Приятели поднялись, разминая ноги.
— Дел, брат, у вас, я вижу, срочных нет, — сказал Нартов. — Пойдем-ка лучше ко мне домой, я рядом живу, а ты у меня еще не бывал.
2
Молоденькие клены просунули лапчатые листья в раскрытое окно. Зеленый полумрак царил в низенькой горнице.
— Что ж ты, Константиныч, в мазанке такой тесной живешь? — сказал бурмистр, хрустя чесночком. — Тебе же покойный государь вон какую домину отгрохал, в три жилья!
Действительно, перед окошком возвышался дом в три этажа, фасадом на малую улицу Морской слободки.
— Один я, как перст, брат Данилов, — отвечал Нартов. — Судьбы своей не устроил. При Полтаве я при особе государя… Да и потом, все походы и походы… За границей мы учились, вместе же с тобой в Амстердаме состояли: ты при канатном деле, я при токарном. Вернулся — вновь при государе, а у него ведь был порядок какой? Хоть день, хоть ночь — будь готов предстать по царскому вызову. Куда уж тут семья!

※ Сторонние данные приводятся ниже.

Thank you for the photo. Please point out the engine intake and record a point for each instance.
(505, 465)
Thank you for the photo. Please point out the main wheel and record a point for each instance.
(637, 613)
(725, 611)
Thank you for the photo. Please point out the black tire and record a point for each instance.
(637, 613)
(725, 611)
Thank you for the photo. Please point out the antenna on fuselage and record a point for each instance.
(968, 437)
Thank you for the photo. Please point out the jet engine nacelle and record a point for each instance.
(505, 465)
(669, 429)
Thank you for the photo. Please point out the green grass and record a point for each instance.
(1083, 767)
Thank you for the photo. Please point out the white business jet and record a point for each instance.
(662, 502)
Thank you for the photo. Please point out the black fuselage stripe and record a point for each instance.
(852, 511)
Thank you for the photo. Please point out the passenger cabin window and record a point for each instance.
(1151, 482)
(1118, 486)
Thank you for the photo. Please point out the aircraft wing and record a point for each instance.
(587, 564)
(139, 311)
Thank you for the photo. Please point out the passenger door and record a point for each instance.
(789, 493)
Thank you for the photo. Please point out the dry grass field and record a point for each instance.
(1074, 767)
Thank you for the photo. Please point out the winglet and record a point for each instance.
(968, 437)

Нартов снова взялся за клетчатый платок и воскликнул:
— Но я не жалею, брат Данилов, не жалею! О, какой это был человек! Точим мы с ним, бывало, на станках, одновременно ему секретарь бумаги докладывает. Тут и война, и посольство, и торговля, и суд, и расправа… И он незамедлительно сии вопросы все решает, не отрываясь от станка. Да как решает!

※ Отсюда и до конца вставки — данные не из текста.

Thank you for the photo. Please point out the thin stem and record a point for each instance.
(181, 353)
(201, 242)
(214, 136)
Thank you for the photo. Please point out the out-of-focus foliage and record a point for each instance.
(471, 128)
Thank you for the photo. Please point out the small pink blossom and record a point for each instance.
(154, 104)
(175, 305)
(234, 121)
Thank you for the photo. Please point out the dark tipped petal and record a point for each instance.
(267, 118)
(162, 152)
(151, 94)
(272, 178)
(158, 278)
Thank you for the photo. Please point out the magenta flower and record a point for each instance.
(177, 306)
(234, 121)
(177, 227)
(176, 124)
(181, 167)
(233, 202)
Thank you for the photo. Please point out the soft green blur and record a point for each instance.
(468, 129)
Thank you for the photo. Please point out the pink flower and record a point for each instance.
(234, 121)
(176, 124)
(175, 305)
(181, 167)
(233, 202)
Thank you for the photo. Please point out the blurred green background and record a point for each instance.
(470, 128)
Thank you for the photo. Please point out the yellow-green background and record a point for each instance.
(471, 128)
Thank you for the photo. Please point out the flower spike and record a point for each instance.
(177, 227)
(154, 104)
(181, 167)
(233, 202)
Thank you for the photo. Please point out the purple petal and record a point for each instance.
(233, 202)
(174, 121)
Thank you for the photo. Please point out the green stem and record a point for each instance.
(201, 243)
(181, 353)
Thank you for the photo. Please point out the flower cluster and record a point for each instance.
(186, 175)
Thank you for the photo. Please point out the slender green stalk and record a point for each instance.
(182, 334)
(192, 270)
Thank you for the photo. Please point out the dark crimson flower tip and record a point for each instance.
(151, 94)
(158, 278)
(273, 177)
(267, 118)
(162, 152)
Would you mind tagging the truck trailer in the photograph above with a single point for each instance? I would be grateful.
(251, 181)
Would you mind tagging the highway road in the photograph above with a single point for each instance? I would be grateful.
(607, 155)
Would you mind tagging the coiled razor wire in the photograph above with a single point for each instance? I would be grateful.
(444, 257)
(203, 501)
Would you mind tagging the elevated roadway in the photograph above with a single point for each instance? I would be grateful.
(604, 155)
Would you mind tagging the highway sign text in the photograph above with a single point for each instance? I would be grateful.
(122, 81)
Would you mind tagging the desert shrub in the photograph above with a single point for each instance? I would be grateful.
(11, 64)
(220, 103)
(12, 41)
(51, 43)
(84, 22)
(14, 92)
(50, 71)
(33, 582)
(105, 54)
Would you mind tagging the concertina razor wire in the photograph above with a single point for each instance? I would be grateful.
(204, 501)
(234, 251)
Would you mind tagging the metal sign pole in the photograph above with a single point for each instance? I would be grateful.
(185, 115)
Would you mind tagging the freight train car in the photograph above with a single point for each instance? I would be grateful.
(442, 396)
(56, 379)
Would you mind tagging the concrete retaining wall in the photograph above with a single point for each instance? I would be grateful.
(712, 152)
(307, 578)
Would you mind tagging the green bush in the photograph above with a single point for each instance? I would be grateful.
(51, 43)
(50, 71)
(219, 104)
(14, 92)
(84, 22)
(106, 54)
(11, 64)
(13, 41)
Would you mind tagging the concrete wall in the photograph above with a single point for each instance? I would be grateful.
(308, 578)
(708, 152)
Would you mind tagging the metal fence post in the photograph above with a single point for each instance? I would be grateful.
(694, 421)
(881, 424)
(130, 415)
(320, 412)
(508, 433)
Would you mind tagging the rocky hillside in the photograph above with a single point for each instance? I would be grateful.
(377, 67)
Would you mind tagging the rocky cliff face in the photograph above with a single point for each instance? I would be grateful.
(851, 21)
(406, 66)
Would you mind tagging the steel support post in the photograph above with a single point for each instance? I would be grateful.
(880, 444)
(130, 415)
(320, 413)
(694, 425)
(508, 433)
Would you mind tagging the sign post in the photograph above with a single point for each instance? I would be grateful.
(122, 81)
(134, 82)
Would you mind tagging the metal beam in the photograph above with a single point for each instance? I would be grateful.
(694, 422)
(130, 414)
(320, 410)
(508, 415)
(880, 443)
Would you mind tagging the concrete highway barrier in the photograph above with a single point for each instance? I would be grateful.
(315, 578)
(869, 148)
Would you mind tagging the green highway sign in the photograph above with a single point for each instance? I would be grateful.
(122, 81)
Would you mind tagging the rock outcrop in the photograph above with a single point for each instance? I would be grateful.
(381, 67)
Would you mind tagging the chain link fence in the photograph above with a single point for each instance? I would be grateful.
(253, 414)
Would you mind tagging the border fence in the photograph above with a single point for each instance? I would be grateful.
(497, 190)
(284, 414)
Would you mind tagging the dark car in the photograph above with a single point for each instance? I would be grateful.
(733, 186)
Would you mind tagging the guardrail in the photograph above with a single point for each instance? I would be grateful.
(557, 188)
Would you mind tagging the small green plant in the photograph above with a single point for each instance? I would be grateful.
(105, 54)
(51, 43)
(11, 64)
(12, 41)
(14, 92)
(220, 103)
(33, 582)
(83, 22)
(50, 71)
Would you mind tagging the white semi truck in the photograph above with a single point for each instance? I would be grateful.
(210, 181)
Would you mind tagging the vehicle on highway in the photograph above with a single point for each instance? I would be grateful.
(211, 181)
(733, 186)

Приятели покачали головами и выпили за упокой души благодетеля.
— В младые годы, — продолжал Нартов, набивая трубку, — государь любил сам кузнечить, плотничать. Сила в нем была, сноровка! С годами он все оставил ради токарного дела, но уж какой искусный был токарь! Частенько я думаю об этом, Данилов, а?

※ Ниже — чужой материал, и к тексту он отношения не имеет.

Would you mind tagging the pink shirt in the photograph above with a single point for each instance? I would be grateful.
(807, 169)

Угрюмый слуга, он же кучер, прислуживал, ставя тарелки, будто знаки препинания.
— Смотри-ка! — оживился бурмистр Данилов. — Провизия-то у тебя царская. И балычок, и икорочка!
— Да, да… — сделал приглашающий жест Нартов. — Пока еще при дворе на кошт зачислен. А вот та вдова Грачева и ее дочка, которых ты ко мне прислал…
— Они тебе помогают?
— Погоди, погоди… Помогают, конечно, я просто хотел сказать, что тоже провизии ради… Но об этом потом. Дай мне досказать ту мою мысль.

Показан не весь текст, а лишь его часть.